Eva Mendes s’appelait en réalité Isabella Rodrigues. Accueillante, elle n’avait pas été longue à inviter Gaspard à entrer se réchauffer dans la cuisine. Elle avait même insisté pour lui servir un verre d’eggnog sans alcool. Le même lait de poule dont se régalaient ses trois enfants en train de prendre un goûter tardif.
— Adriano était mon cousin germain, expliqua-t-elle en rapportant du salon un vieil album photo à la couverture toilée.
Elle tourna les pages, faisant défiler des clichés d’enfance, et détailla son arbre généalogique :
— Ma mère, Maricella, était la sœur d’Ernesto Sotomayor, le père d’Adriano. Nous avons passé toute notre enfance à Tibberton, un village du Massachusetts, près de Gloucester.
Sur les photos, Gaspard distingua des paysages qui lui rappelèrent certains coins de Bretagne : une lande marine, un petit port, des barques rudimentaires qui alternaient avec des chalutiers et des bateaux de plaisance, des cabanes de pêcheurs et des maisons d’armateurs à pans de bois.
— Adriano était un bon gars, précisa sa cousine. Une vraie crème. Et pourtant, on ne peut pas dire que la vie ait été clémente avec lui.

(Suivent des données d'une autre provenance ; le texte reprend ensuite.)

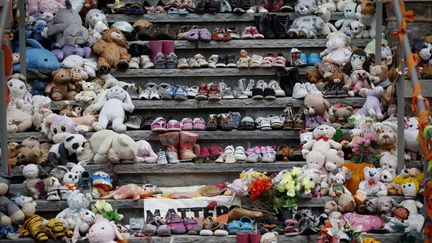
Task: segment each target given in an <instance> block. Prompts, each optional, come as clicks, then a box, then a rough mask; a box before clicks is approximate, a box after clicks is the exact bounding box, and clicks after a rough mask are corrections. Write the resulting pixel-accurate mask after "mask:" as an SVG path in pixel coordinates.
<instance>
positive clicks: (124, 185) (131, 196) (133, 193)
mask: <svg viewBox="0 0 432 243" xmlns="http://www.w3.org/2000/svg"><path fill="white" fill-rule="evenodd" d="M154 193H155V190H154V188H153V187H147V186H146V185H142V186H139V185H137V184H127V185H123V186H121V187H119V188H117V189H116V190H115V191H112V192H111V193H110V194H108V195H106V196H102V197H100V198H102V199H109V198H114V199H116V200H122V199H128V198H132V199H133V200H135V201H136V200H139V199H143V198H147V197H151V196H153V194H154Z"/></svg>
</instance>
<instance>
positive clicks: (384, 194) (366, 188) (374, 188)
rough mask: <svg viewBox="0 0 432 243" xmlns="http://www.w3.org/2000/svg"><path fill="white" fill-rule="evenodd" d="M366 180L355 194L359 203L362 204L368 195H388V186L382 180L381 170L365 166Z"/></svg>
mask: <svg viewBox="0 0 432 243" xmlns="http://www.w3.org/2000/svg"><path fill="white" fill-rule="evenodd" d="M363 172H364V176H365V180H364V181H361V182H360V185H359V189H358V190H357V193H356V195H355V196H354V198H355V200H356V202H357V204H362V203H363V202H364V201H365V200H366V197H367V196H378V197H381V196H387V188H386V186H385V185H384V183H382V182H381V181H380V177H381V175H380V171H379V169H376V168H369V167H365V168H364V170H363Z"/></svg>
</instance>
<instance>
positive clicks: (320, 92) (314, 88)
mask: <svg viewBox="0 0 432 243" xmlns="http://www.w3.org/2000/svg"><path fill="white" fill-rule="evenodd" d="M304 86H305V87H306V90H307V91H308V93H309V94H319V95H322V93H321V91H319V89H317V87H316V86H315V85H313V84H311V83H309V82H306V83H304Z"/></svg>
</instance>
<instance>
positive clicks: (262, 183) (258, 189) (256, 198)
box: [248, 177, 272, 201]
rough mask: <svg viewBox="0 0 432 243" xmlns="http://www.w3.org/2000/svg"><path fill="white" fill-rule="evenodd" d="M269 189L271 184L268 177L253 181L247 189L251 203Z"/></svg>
mask: <svg viewBox="0 0 432 243" xmlns="http://www.w3.org/2000/svg"><path fill="white" fill-rule="evenodd" d="M271 187H272V183H271V179H270V178H269V177H264V178H256V179H255V180H253V181H252V182H251V183H250V184H249V187H248V192H249V195H250V196H251V199H252V201H256V200H258V198H259V197H260V196H261V195H262V194H263V193H264V192H265V191H267V190H268V189H270V188H271Z"/></svg>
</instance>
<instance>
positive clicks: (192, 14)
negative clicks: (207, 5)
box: [107, 12, 343, 24]
mask: <svg viewBox="0 0 432 243" xmlns="http://www.w3.org/2000/svg"><path fill="white" fill-rule="evenodd" d="M260 15H261V14H254V13H245V14H242V15H238V14H231V13H218V14H188V15H177V14H154V15H153V14H146V15H142V16H139V15H138V16H137V15H127V14H107V20H108V22H110V23H113V22H116V21H127V22H130V23H133V22H135V21H137V20H139V19H142V18H144V19H145V20H147V21H150V22H153V23H182V24H183V23H224V22H253V21H254V17H255V16H260ZM277 15H284V16H286V15H288V16H290V18H291V19H292V18H294V13H277ZM341 17H343V13H342V12H334V13H332V16H331V19H332V20H337V19H339V18H341Z"/></svg>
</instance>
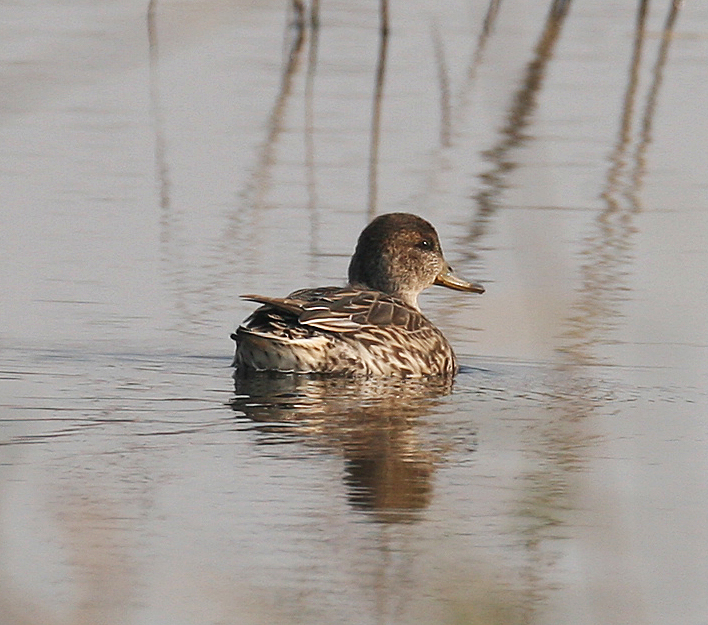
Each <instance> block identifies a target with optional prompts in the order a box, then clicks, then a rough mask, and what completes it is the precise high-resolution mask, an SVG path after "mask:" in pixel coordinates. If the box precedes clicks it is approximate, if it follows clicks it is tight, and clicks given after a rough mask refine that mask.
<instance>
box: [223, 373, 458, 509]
mask: <svg viewBox="0 0 708 625" xmlns="http://www.w3.org/2000/svg"><path fill="white" fill-rule="evenodd" d="M451 386H452V379H440V380H434V379H433V380H430V379H429V380H410V379H408V380H402V379H399V380H388V379H352V378H344V377H336V376H316V375H309V376H308V375H293V374H282V373H281V374H275V373H265V372H258V373H250V374H248V375H246V376H244V375H238V376H236V377H235V389H236V393H235V396H234V397H233V399H232V400H231V402H230V405H231V408H232V409H233V410H234V411H236V412H238V413H242V414H243V415H244V417H245V419H247V420H248V421H249V422H251V423H252V424H254V427H255V428H256V429H257V430H258V432H259V433H260V434H261V435H262V438H261V439H260V442H261V443H262V444H273V443H287V442H293V443H295V442H298V443H301V444H305V445H314V446H316V447H319V448H320V449H322V450H325V451H328V452H332V451H335V452H337V453H340V454H341V455H342V456H343V458H344V478H343V480H344V483H345V485H346V487H347V498H348V501H349V503H350V505H351V506H352V507H353V508H355V509H357V510H361V511H366V512H371V513H373V514H374V516H375V518H376V520H379V521H384V522H410V521H415V520H416V519H417V513H418V512H420V511H421V510H423V509H425V508H426V507H427V506H428V504H429V503H430V499H431V495H432V486H431V483H432V475H433V471H434V465H435V463H434V461H435V451H434V449H433V447H432V446H431V445H430V444H426V442H425V441H424V440H423V438H422V436H421V433H420V428H419V425H420V422H421V420H422V419H423V418H424V417H425V415H426V414H429V413H430V411H431V410H432V409H433V408H434V407H435V406H436V405H438V404H439V403H441V401H442V399H441V398H443V397H444V396H445V395H448V394H449V393H450V390H451Z"/></svg>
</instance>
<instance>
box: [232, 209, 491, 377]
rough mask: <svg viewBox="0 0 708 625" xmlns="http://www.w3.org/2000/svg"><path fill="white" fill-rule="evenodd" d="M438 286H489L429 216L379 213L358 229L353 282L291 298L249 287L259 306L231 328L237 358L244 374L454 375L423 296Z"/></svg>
mask: <svg viewBox="0 0 708 625" xmlns="http://www.w3.org/2000/svg"><path fill="white" fill-rule="evenodd" d="M433 285H440V286H444V287H447V288H449V289H453V290H455V291H463V292H467V293H479V294H481V293H484V290H485V289H484V287H483V286H482V285H481V284H478V283H474V282H468V281H466V280H464V279H462V278H460V277H458V276H457V275H455V274H454V273H453V270H452V268H451V267H450V265H449V264H448V263H447V261H446V260H445V258H444V256H443V252H442V247H441V245H440V239H439V237H438V234H437V232H436V230H435V228H434V227H433V226H432V224H430V223H429V222H428V221H426V220H425V219H423V218H422V217H418V216H417V215H413V214H410V213H388V214H384V215H380V216H379V217H377V218H375V219H374V220H373V221H371V222H370V223H369V224H368V225H367V226H366V228H364V230H363V231H362V233H361V235H360V236H359V239H358V241H357V244H356V248H355V250H354V254H353V256H352V258H351V261H350V263H349V270H348V283H347V284H346V285H345V286H343V287H341V286H340V287H337V286H325V287H318V288H307V289H300V290H297V291H294V292H292V293H290V294H289V295H288V296H287V297H283V298H277V297H267V296H263V295H254V294H247V295H242V296H241V297H242V298H244V299H246V300H249V301H252V302H255V303H257V304H260V307H259V308H257V309H256V310H255V311H254V312H253V313H252V314H251V315H250V316H249V317H247V318H246V319H245V320H244V322H243V323H242V324H241V325H240V326H239V327H238V329H237V330H236V332H235V333H233V334H232V335H231V338H232V339H233V340H234V341H235V342H236V353H235V355H234V360H233V363H232V366H234V367H235V368H236V372H235V373H236V374H237V375H238V374H247V373H249V372H254V371H270V372H282V373H295V374H332V375H345V376H399V377H423V376H454V375H455V374H456V373H457V371H458V368H459V367H458V362H457V358H456V356H455V352H454V351H453V349H452V346H451V345H450V343H449V341H448V340H447V339H446V338H445V335H444V334H443V333H442V332H441V331H440V330H439V329H438V328H437V327H436V326H435V325H434V324H433V323H432V322H431V321H430V320H429V319H428V318H427V317H425V315H424V314H423V313H422V312H421V310H420V306H419V305H418V296H419V295H420V293H421V292H422V291H424V290H425V289H427V288H428V287H431V286H433Z"/></svg>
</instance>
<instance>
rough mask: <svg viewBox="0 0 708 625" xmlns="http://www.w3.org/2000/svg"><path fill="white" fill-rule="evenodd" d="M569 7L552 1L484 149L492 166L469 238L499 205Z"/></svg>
mask: <svg viewBox="0 0 708 625" xmlns="http://www.w3.org/2000/svg"><path fill="white" fill-rule="evenodd" d="M569 9H570V0H554V1H553V2H552V3H551V6H550V9H549V11H548V15H547V17H546V22H545V24H544V27H543V30H542V31H541V35H540V37H539V40H538V43H537V44H536V47H535V50H534V56H533V58H532V59H531V61H530V62H529V63H528V65H527V66H526V70H525V72H524V77H523V79H522V81H521V84H520V86H519V88H518V89H517V91H516V93H515V94H514V96H513V98H512V101H511V104H510V106H509V109H508V112H507V115H506V122H505V124H504V126H503V127H502V129H501V131H500V133H499V135H500V136H499V141H498V142H497V144H496V145H494V146H493V147H491V148H490V149H489V150H487V151H486V152H485V156H486V157H487V159H488V160H489V161H490V162H491V164H492V166H491V167H490V168H489V169H488V170H487V171H486V172H484V173H483V174H481V176H480V179H481V183H482V185H481V188H480V190H479V191H478V192H477V193H476V194H475V196H474V199H475V202H476V204H477V207H478V208H477V215H476V218H475V220H474V222H473V224H472V228H471V231H470V235H469V242H472V241H474V240H476V239H478V238H480V237H481V236H482V235H483V234H484V233H485V232H486V224H487V222H488V220H489V219H490V217H491V215H492V214H493V213H494V212H495V211H496V210H497V208H498V207H499V202H500V200H499V198H500V196H501V194H502V192H503V191H504V189H505V188H506V186H507V178H508V176H509V174H510V173H511V172H513V171H514V170H515V169H516V167H517V166H518V163H517V162H516V161H515V160H514V159H513V158H512V156H511V155H512V154H513V152H514V151H515V150H516V149H517V148H519V147H521V146H522V145H523V144H524V143H525V142H526V141H527V140H528V138H529V135H528V134H527V132H526V127H527V126H528V125H529V123H530V122H531V117H532V115H533V113H534V111H535V110H536V102H537V98H538V94H539V93H540V91H541V89H542V87H543V81H544V78H545V75H546V68H547V66H548V63H549V62H550V61H551V59H552V58H553V52H554V50H555V46H556V44H557V42H558V40H559V39H560V34H561V32H562V29H563V24H564V23H565V18H566V17H567V15H568V11H569Z"/></svg>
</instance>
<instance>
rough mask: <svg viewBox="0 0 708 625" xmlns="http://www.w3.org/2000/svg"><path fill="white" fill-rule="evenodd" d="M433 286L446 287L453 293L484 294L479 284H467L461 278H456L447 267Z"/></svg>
mask: <svg viewBox="0 0 708 625" xmlns="http://www.w3.org/2000/svg"><path fill="white" fill-rule="evenodd" d="M435 284H439V285H440V286H446V287H447V288H448V289H453V290H455V291H466V292H467V293H484V287H483V286H482V285H481V284H476V283H475V282H467V280H463V279H462V278H458V277H457V276H456V275H455V274H454V273H452V268H451V267H450V266H449V265H448V266H447V267H445V269H443V270H442V271H441V272H440V274H438V277H437V278H435Z"/></svg>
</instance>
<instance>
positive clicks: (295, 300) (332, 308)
mask: <svg viewBox="0 0 708 625" xmlns="http://www.w3.org/2000/svg"><path fill="white" fill-rule="evenodd" d="M241 297H243V298H244V299H248V300H250V301H253V302H257V303H259V304H263V306H262V307H261V308H259V309H258V310H257V311H255V312H254V314H253V315H252V317H253V319H254V320H255V318H256V316H257V315H259V316H260V318H261V320H262V319H263V317H262V315H268V316H269V317H270V319H271V320H276V318H279V319H277V321H278V323H279V324H281V323H286V324H288V325H290V324H293V323H296V324H297V325H299V326H301V327H302V326H304V327H309V328H317V329H319V330H324V331H327V332H355V331H357V330H361V329H362V328H363V327H365V326H378V327H385V326H396V327H397V328H399V329H405V330H408V331H411V332H412V331H415V330H418V329H419V328H420V327H422V326H424V325H426V324H428V321H427V319H425V317H424V316H423V315H422V314H421V313H420V312H419V311H417V310H415V309H413V308H411V307H410V306H408V305H406V304H404V303H403V302H402V301H400V300H399V299H397V298H395V297H391V296H389V295H386V294H384V293H380V292H378V291H361V290H356V289H346V288H345V289H342V288H337V287H322V288H319V289H302V290H300V291H295V292H293V293H291V294H290V295H288V296H287V297H283V298H275V297H265V296H262V295H242V296H241Z"/></svg>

Elle montra d’autres vieilles photos à Gaspard. Des scènes d’enfance : les deux cousins qui faisaient des grimaces, qui s’aspergeaient d’eau autour d’une piscine gonflable, qui se balançaient côte à côte sous un portique en ferraille, qui transformaient une citrouille en Jack O’Lantern. Mais Isabella s’empressa de dissiper l’illusion de ce tableau idyllique.
— Malgré la joie apparente sur ces tirages, Adriano n’a pas eu une enfance harmonieuse. Son père, mon oncle Ernesto, était un homme violent et ombrageux qui avait l’habitude de se défouler sur sa femme et sur son fils. Pour dire les choses autrement, Ernesto cognait fort et souvent.
La voix d’Isabella se fêla. Pour conjurer ses mauvais souvenirs, elle posa sur ses enfants son regard qui débordait d’affection. Assis autour de la table de la cuisine, deux des gamins gloussaient, un écouteur à l’oreille, les yeux vissés sur une tablette. Le plus jeune était quant à lui absorbé par la réalisation d’un puzzle de grande taille : Las Meninas, le plus célèbre tableau de Velázquez.
En creux, Gaspard songea à son propre père. Si gentil, si attentionné, si aimant. Pourquoi certains hommes cassaient-ils les êtres qu’ils avaient mis au monde ? pourquoi certains autres les aimaient-ils à en mourir ?
Il laissa cette question en suspens et se rappela ce que lui avait affirmé la fliquette du 25th Precinct, une demi-heure plus tôt.
— On m’a dit qu’Adriano avait été placé dans une famille d’accueil…
— Oui, grâce à notre institutrice, Mlle Boninsegna. C’est elle qui a signalé aux services sociaux du comté les violences d’Ernesto.
— La mère d’Adriano laissait faire ?
— La tante Bianca ? Elle avait abandonné le domicile conjugal quelques années plus tôt.